細想整個案件並聽完導師的分析之後,裏奧決定與其直接逮捕犯罪嫌疑人,不如跟蹤他,弄清楚他到底是不是一名間諜,以及他的犯罪同夥有哪些,弄清楚之後再將他們一網打盡。盡管他沒這麽說,但在證據不足的情況下逮捕人還是會讓他感覺不舒服。當然,在他的整個職業生涯當中,這個顧慮一直陪伴著他。他曾經僅憑某人的姓名、地址以及不被人信任的事實逮捕過很多人。只要成為嫌疑犯,罪名就會成立。至於證據,在審問過程中就會得到。但裏奧不再是一個只執行命令的跟班,他決定要利用自己的權力,采取稍微有點不一樣的行動。他是一名偵查人員,他希望去調查。他對安納托裏·布洛德斯基最終被捕一點也不懷疑,他只是需要證據;而不僅僅只是推測。簡而言之,他希望拘捕他時能夠做到問心無愧。

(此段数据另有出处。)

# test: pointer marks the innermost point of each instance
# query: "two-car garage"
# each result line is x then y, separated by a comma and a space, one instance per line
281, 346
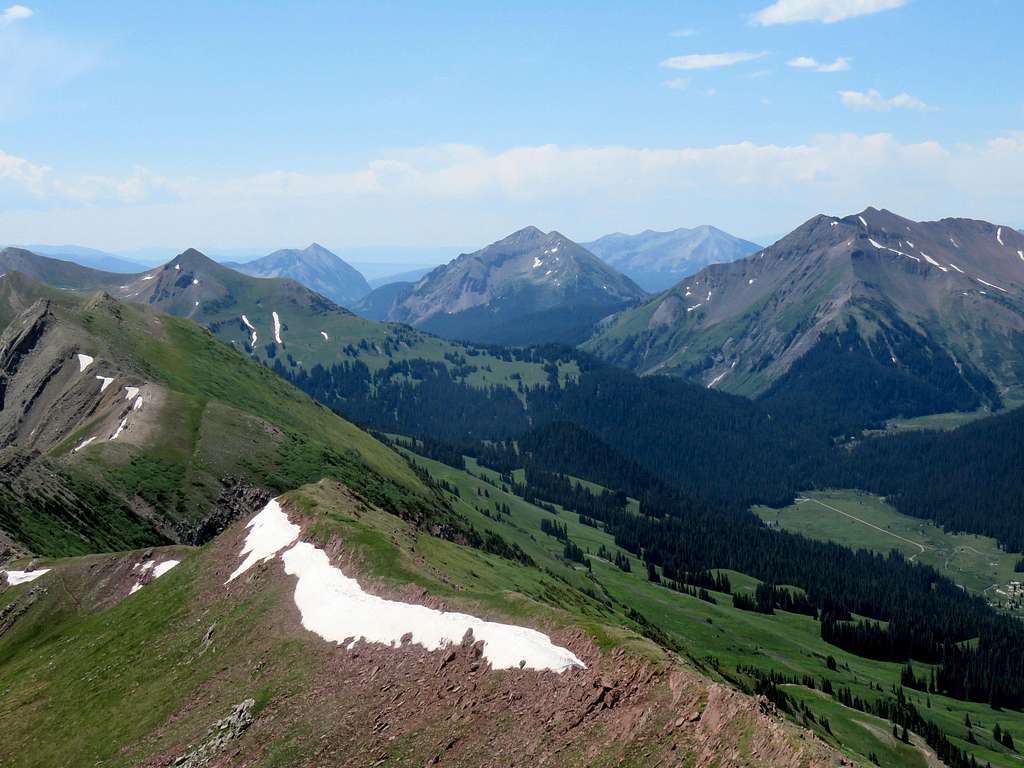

裏奧負責白天的監視行動,從早上八點到晚上八點對嫌疑人進行跟蹤。連續三天,他沒發現任何異常跡象。這名嫌疑人工作、外出吃午餐,然後回家。簡而言之,他看上去就是一名合格的好公民。也許正是這種看似無害的表面現象迷惑了裏奧的判斷力。今天早上,當他被盛怒的庫茲明拉到一旁,向他簡單地說明了一下費奧多·安德列夫的情況——意外身亡的男童以及家屬歇斯底裏的反應——並命令他立刻去處理這件事時,他沒有表示反對,也沒有表示自己有更重要的事情要處理,只是默然接受。事後看來,所有這一切是多麽荒謬。當這個嫌疑犯在潛逃、嘲笑裏奧的時候,他正在和家屬們交談,在哄勸孩子,想起來就讓人沮喪。委派繼續監視的那名工作人員竟然愚蠢地以為獸醫診所一整天都沒有一個顧客光顧。直到傍晚,這個工作人員才發現有點不對勁,假裝成一名顧客走進診所,結果發現整個診所空無一人。後面的窗戶被撬開,嫌疑人早就逃跑了,極有可能早上抵達診所沒過多久之後就跑掉了。